Legend gives this nun no name, so I have given her the title of warrior. Her bravery and the divine intervention it enlisted made the abbey all the more famous.

But this was not the last dramatic moment the abbey would witness. The next one that we know of was on July 7, 1548. It involved the fate of another Mary; Mary Queen of Scots. And this time we have a written record of it happening.

It was on this day that a great cavalcade of nobility arrived at the abbey to hold a parliament. The Abbey Bridge was built by this time and it is very likely that the procession crossed it. It must have been a truly impressive spectacle, as not only were Scottish nobility present, but a contingent of French. They were here to discuss the issue of Mary’s marriage to the French Dauphin.

The young Queen of Scots was only five years old, but her fate was sealed here on the banks of the Tyne, in the abbey that now leaves no trace. The Treaty of Haddington was agreed and the young queen set sail the following month for France.

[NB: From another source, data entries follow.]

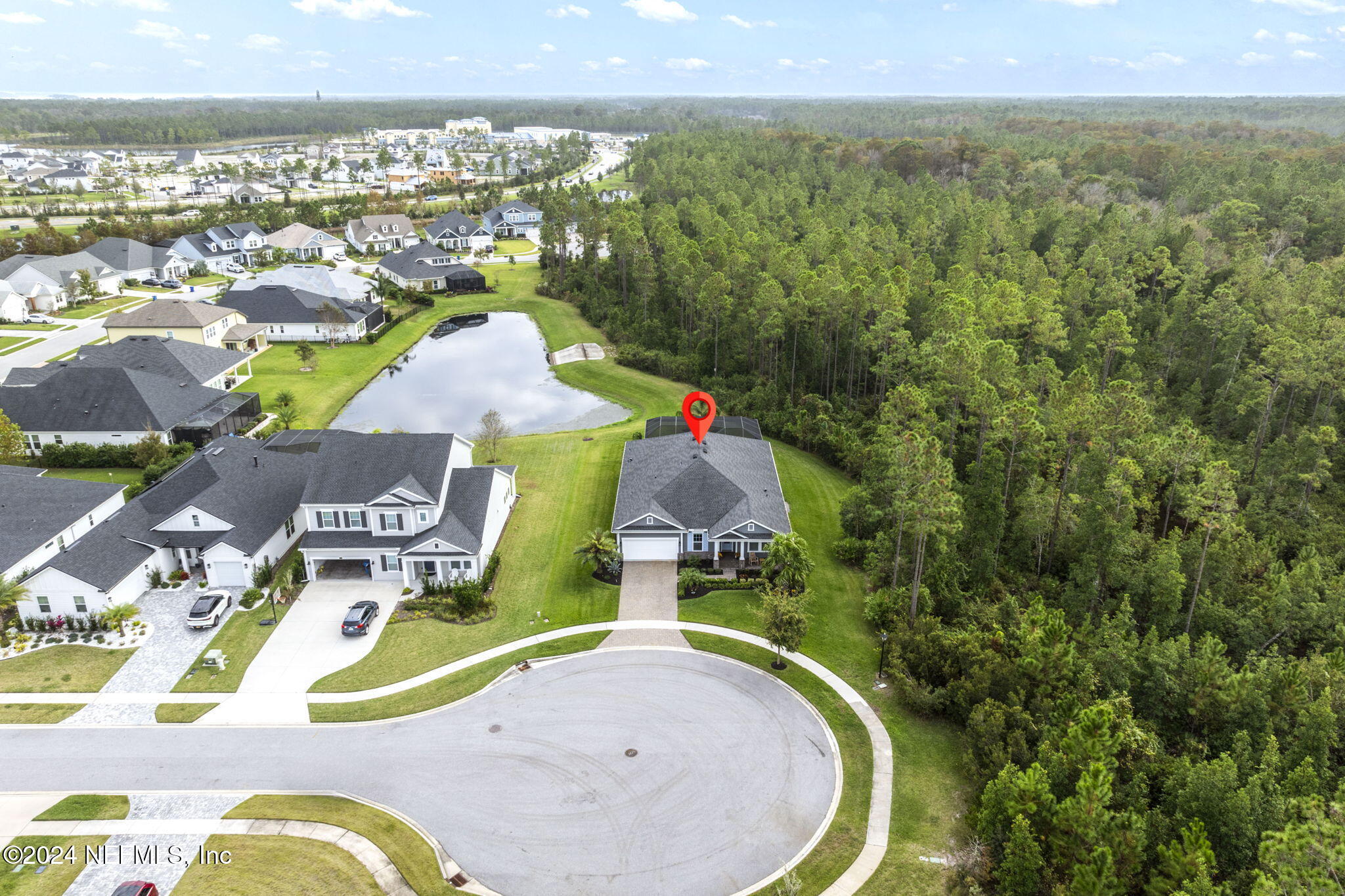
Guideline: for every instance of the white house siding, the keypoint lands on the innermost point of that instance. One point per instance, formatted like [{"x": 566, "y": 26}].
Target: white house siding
[{"x": 72, "y": 532}]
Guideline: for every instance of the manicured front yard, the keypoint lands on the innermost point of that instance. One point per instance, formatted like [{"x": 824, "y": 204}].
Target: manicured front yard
[
  {"x": 37, "y": 714},
  {"x": 68, "y": 668},
  {"x": 404, "y": 847},
  {"x": 240, "y": 639},
  {"x": 55, "y": 879},
  {"x": 450, "y": 688},
  {"x": 277, "y": 867},
  {"x": 88, "y": 806}
]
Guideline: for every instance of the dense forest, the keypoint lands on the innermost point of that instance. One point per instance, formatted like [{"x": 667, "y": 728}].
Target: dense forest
[
  {"x": 1087, "y": 381},
  {"x": 171, "y": 123}
]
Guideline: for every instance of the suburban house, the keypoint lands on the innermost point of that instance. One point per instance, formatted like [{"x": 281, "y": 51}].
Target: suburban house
[
  {"x": 46, "y": 281},
  {"x": 173, "y": 358},
  {"x": 305, "y": 244},
  {"x": 190, "y": 322},
  {"x": 718, "y": 500},
  {"x": 118, "y": 405},
  {"x": 455, "y": 230},
  {"x": 420, "y": 511},
  {"x": 228, "y": 509},
  {"x": 241, "y": 244},
  {"x": 430, "y": 269},
  {"x": 514, "y": 219},
  {"x": 292, "y": 314},
  {"x": 381, "y": 233},
  {"x": 314, "y": 278},
  {"x": 42, "y": 516},
  {"x": 135, "y": 259}
]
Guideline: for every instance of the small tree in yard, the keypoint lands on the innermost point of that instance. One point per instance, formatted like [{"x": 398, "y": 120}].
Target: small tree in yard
[
  {"x": 14, "y": 450},
  {"x": 150, "y": 449},
  {"x": 119, "y": 614},
  {"x": 305, "y": 354},
  {"x": 490, "y": 430},
  {"x": 783, "y": 621}
]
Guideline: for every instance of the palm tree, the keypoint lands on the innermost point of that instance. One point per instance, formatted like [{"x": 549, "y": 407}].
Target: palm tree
[
  {"x": 787, "y": 562},
  {"x": 598, "y": 548},
  {"x": 119, "y": 614}
]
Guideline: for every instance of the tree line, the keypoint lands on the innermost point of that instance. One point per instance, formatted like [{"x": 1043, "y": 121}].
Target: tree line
[{"x": 1090, "y": 398}]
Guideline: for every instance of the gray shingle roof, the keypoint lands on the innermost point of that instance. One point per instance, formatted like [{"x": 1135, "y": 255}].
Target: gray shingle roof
[
  {"x": 169, "y": 312},
  {"x": 287, "y": 305},
  {"x": 92, "y": 399},
  {"x": 35, "y": 508},
  {"x": 171, "y": 358},
  {"x": 219, "y": 480},
  {"x": 731, "y": 482}
]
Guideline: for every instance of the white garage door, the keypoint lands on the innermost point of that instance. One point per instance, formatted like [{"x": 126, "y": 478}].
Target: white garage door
[
  {"x": 228, "y": 574},
  {"x": 650, "y": 548}
]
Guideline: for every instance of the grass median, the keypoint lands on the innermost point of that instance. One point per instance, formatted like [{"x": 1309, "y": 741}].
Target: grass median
[{"x": 450, "y": 688}]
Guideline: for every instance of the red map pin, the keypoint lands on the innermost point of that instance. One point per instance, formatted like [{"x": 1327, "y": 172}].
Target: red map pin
[{"x": 699, "y": 425}]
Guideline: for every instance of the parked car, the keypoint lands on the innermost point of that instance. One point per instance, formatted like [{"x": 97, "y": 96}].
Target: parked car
[
  {"x": 209, "y": 609},
  {"x": 136, "y": 888},
  {"x": 359, "y": 618}
]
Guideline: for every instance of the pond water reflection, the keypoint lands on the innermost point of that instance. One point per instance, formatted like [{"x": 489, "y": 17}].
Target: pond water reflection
[{"x": 444, "y": 385}]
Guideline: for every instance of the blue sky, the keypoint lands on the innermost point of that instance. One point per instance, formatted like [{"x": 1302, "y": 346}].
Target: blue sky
[{"x": 183, "y": 47}]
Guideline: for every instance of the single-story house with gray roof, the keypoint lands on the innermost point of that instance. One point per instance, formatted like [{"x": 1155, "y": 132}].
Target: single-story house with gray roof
[{"x": 718, "y": 500}]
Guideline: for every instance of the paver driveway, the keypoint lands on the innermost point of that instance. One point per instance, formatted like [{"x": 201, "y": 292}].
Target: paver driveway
[{"x": 530, "y": 786}]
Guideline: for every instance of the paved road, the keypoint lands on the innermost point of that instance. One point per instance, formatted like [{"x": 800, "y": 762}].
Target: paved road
[{"x": 732, "y": 778}]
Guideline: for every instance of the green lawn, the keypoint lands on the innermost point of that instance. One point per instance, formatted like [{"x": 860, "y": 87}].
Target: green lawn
[
  {"x": 927, "y": 785},
  {"x": 844, "y": 839},
  {"x": 88, "y": 806},
  {"x": 450, "y": 688},
  {"x": 55, "y": 879},
  {"x": 277, "y": 867},
  {"x": 505, "y": 247},
  {"x": 182, "y": 712},
  {"x": 102, "y": 305},
  {"x": 120, "y": 475},
  {"x": 240, "y": 639},
  {"x": 68, "y": 668},
  {"x": 37, "y": 714},
  {"x": 414, "y": 857}
]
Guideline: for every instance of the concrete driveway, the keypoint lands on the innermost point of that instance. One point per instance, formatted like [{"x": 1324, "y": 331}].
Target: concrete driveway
[
  {"x": 305, "y": 647},
  {"x": 615, "y": 773}
]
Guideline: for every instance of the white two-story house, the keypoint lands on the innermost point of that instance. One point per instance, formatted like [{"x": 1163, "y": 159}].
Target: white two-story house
[{"x": 422, "y": 511}]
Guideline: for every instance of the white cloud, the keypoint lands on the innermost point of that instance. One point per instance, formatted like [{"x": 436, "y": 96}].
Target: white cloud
[
  {"x": 665, "y": 11},
  {"x": 803, "y": 65},
  {"x": 745, "y": 23},
  {"x": 357, "y": 10},
  {"x": 1308, "y": 7},
  {"x": 1157, "y": 61},
  {"x": 158, "y": 32}
]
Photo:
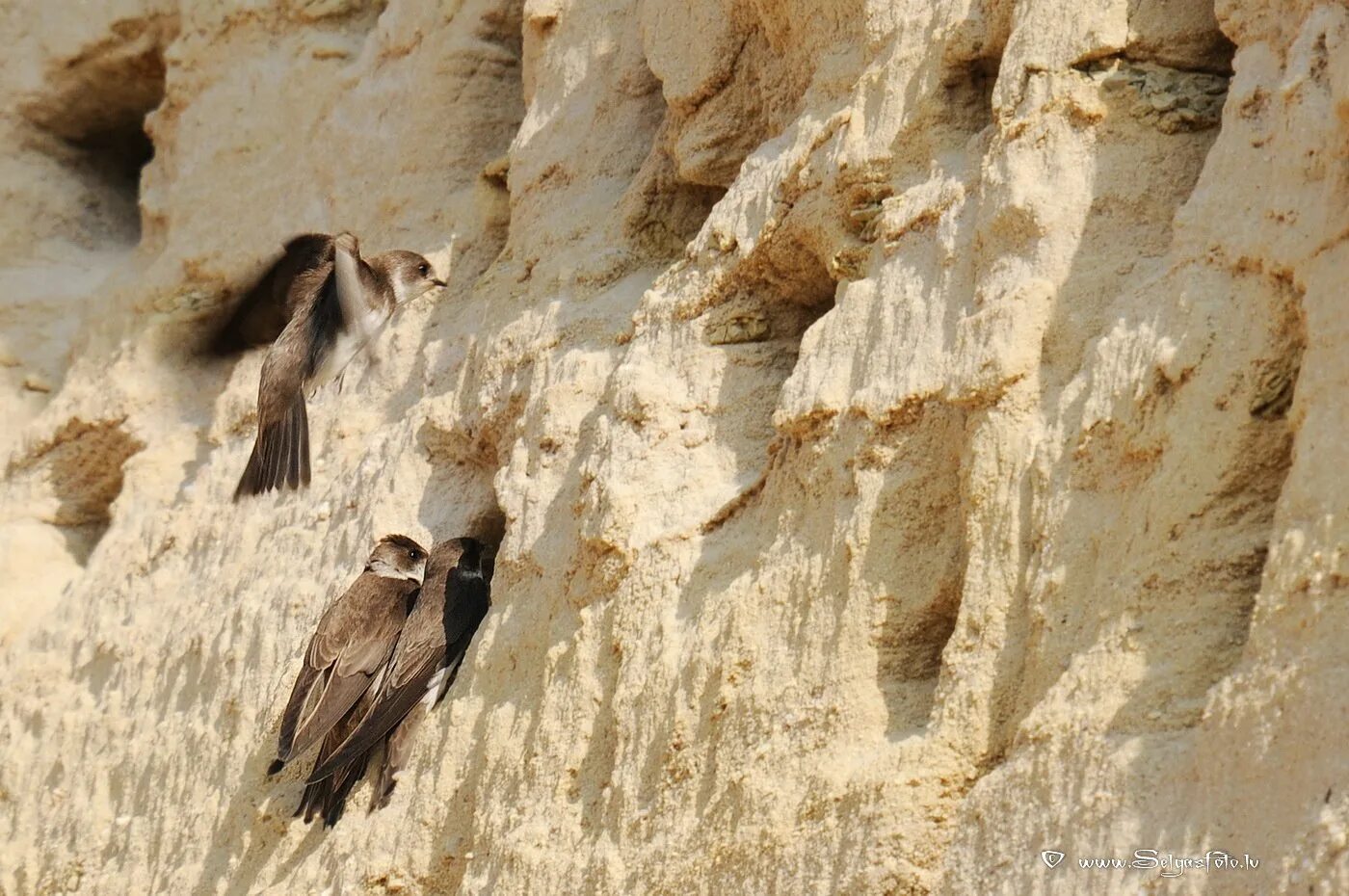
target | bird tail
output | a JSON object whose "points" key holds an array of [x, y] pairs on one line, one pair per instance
{"points": [[398, 747], [280, 454]]}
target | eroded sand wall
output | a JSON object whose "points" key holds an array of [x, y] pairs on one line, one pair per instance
{"points": [[916, 431]]}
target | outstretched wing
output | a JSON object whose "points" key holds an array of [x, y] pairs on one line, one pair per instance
{"points": [[266, 308]]}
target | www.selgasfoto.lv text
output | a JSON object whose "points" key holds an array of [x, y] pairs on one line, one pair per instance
{"points": [[1173, 865]]}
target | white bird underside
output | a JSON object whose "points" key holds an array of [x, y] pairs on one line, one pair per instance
{"points": [[348, 343]]}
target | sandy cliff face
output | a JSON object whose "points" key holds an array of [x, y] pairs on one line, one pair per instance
{"points": [[916, 434]]}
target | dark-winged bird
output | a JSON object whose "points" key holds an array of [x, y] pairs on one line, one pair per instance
{"points": [[347, 656], [431, 649], [334, 303]]}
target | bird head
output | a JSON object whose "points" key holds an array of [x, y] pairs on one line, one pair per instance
{"points": [[410, 275], [398, 558]]}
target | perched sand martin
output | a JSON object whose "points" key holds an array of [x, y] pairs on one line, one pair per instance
{"points": [[348, 653], [452, 603], [336, 303]]}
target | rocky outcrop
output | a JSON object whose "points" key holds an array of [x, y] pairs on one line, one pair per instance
{"points": [[913, 434]]}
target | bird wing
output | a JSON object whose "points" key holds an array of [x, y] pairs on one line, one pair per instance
{"points": [[415, 668], [280, 451], [266, 306], [354, 641]]}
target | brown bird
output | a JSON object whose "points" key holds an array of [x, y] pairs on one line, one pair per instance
{"points": [[346, 656], [270, 303], [431, 649], [336, 303]]}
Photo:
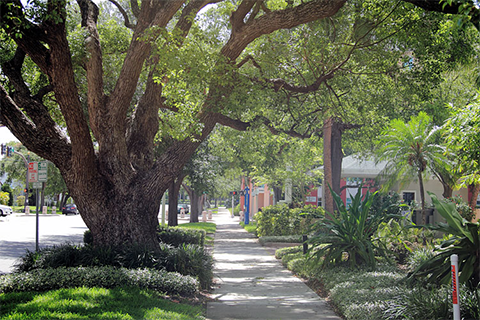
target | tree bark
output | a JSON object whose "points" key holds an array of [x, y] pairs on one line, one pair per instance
{"points": [[173, 192], [473, 200], [332, 160], [113, 176], [422, 198]]}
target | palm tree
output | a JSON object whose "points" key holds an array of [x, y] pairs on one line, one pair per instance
{"points": [[410, 150]]}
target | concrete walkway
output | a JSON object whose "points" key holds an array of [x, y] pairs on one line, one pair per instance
{"points": [[252, 284]]}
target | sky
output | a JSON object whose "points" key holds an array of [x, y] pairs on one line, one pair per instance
{"points": [[6, 135]]}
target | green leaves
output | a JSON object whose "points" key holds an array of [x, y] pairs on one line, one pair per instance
{"points": [[463, 240], [349, 233]]}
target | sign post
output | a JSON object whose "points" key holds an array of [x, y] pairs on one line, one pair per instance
{"points": [[455, 300], [247, 205]]}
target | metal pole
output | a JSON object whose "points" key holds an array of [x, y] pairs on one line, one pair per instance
{"points": [[455, 300], [37, 224], [163, 210], [247, 205]]}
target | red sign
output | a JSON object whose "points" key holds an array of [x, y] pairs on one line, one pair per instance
{"points": [[454, 282]]}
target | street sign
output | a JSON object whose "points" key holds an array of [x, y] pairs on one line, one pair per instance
{"points": [[42, 171], [32, 171], [37, 185]]}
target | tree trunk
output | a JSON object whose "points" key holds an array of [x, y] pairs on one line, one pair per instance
{"points": [[473, 200], [422, 198], [332, 160], [173, 192], [195, 206]]}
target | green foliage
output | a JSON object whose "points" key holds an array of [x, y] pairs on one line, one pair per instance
{"points": [[351, 232], [251, 227], [418, 257], [95, 303], [279, 220], [4, 198], [20, 200], [208, 227], [105, 276], [420, 303], [409, 148], [463, 240], [402, 239], [288, 239], [462, 207], [287, 250], [178, 236], [360, 293], [188, 259]]}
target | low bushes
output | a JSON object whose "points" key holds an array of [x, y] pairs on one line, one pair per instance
{"points": [[192, 260], [107, 276], [180, 236], [279, 220], [383, 293]]}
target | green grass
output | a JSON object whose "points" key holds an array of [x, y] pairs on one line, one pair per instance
{"points": [[94, 303], [251, 227]]}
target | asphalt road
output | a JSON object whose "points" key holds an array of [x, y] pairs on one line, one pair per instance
{"points": [[18, 234]]}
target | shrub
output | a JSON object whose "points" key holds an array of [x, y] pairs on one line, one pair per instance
{"points": [[288, 239], [352, 232], [287, 250], [179, 236], [189, 259], [462, 207], [107, 277], [279, 220], [402, 240], [464, 242], [192, 260]]}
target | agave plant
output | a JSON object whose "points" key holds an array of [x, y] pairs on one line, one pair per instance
{"points": [[349, 232], [463, 240]]}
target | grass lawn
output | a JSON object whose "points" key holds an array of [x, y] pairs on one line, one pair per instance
{"points": [[94, 303]]}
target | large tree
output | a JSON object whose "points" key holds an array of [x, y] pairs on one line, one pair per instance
{"points": [[107, 153]]}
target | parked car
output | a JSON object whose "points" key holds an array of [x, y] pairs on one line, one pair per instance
{"points": [[184, 206], [5, 211], [69, 208]]}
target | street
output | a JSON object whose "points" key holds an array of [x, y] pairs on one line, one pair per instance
{"points": [[17, 234]]}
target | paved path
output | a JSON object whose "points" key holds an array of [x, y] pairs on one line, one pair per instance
{"points": [[252, 284]]}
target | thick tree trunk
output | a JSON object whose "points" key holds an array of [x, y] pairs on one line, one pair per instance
{"points": [[173, 192], [332, 160], [195, 206]]}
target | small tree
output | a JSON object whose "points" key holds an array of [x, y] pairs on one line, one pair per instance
{"points": [[409, 149]]}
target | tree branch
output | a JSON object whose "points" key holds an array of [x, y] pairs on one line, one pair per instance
{"points": [[94, 69], [124, 14], [244, 33], [34, 137]]}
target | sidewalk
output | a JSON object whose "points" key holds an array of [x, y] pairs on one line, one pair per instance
{"points": [[252, 284]]}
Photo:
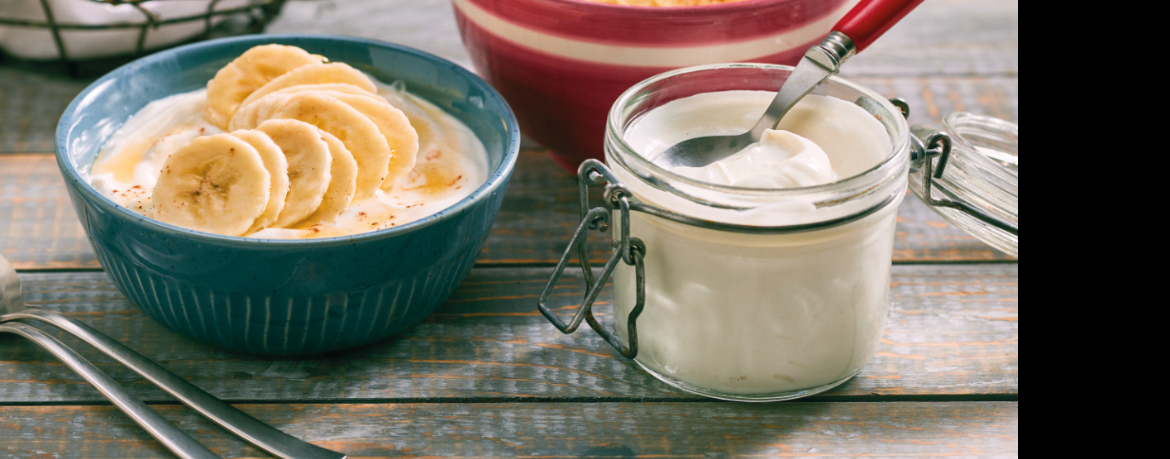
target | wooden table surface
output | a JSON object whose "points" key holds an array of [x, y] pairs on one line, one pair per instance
{"points": [[486, 375]]}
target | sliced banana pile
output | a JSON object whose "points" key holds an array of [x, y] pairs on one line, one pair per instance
{"points": [[305, 138]]}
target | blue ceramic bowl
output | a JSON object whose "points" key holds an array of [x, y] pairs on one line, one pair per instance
{"points": [[286, 296]]}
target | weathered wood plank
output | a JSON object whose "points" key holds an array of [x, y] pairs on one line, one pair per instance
{"points": [[951, 330], [541, 430], [945, 38], [39, 228]]}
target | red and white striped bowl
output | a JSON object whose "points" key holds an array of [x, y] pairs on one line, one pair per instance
{"points": [[562, 63]]}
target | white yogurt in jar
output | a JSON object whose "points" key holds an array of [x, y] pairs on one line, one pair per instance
{"points": [[452, 163], [741, 315]]}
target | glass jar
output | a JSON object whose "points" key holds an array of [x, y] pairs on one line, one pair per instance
{"points": [[736, 293]]}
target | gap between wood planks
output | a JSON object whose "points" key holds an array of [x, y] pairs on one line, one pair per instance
{"points": [[818, 398]]}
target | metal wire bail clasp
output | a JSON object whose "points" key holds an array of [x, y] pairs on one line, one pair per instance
{"points": [[627, 249], [926, 146]]}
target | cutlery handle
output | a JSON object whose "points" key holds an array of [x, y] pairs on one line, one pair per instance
{"points": [[171, 437], [872, 18], [236, 422]]}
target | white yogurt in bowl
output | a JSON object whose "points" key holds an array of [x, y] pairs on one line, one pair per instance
{"points": [[451, 164], [765, 274]]}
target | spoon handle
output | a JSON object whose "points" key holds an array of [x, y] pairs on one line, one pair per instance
{"points": [[171, 437], [236, 422], [866, 21]]}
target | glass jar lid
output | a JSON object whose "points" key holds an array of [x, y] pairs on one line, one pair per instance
{"points": [[972, 165]]}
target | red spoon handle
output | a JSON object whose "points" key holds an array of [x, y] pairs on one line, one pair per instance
{"points": [[872, 18]]}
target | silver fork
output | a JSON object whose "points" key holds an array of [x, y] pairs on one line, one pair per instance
{"points": [[13, 308], [171, 437]]}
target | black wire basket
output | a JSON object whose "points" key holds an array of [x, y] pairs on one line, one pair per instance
{"points": [[253, 16]]}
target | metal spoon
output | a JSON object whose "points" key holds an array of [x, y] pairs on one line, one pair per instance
{"points": [[12, 308], [853, 33]]}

The winds of the Reformation swept away both the reign of Mary and the nuns of Haddington Abbey. The last prioress signed over the abbey in 1567.

And so the ancient abbey fell into ruin, used as a quarry until nothing remained. But look carefully, and perhaps evidence of the abbey can still be seen. The stones embraced by the roots of the old sycamore, the masonry that forms part of the ruined old mill nearby, the walls of the nearby crumbling houses; they all may be originally part of the once proud Haddington Abbey.

And they have their own tales: one is of a ghost, one of a brutal murder. But now is not the time to tell these.

For this is the story of the abbey, and one final discovery awaits: its lost graveyard. I had read of it, and when I searched for it I couldn’t at first find it. But then my eye was drawn to a clump of trees on the fringe of where the abbey once stood. They stood on a small rise, untouched by the plough.

I entered and stood under the branches. The atmosphere told me I had found the lost graveyard. It seemed to be guarded by the ancient trees. Then I saw a solitary gravestone, half buried and half revealed. Then a grave slab, half buried in the ground.

I had found the probable resting place of Princess Ada and the Warrior Nun, and countless others whom history has left nameless and forgotten. It is a place of almost eerie atmosphere. Exactly how long it has been disused I’m not sure, but for many generations.

And so I returned to the sycamore and stood under its shade. It stands close to the river, the very place where, so many centuries ago, the warrior nun had defied the flood.

From that spot the river still curves is way and the view of the Abbey Bridge is quite magnificent. It is, without doubt, a medieval treasure of our county.

It stands as evidence to the remarkable lost history of this area. How many, I wondered, who go by this way know of the abbey, and its founder, Ada the Princess or the warrior nun and the lost graveyard. And of the great drama that sealed the fate of a young queen.

She was a mother to seven children, two of whom became kings of Scotland.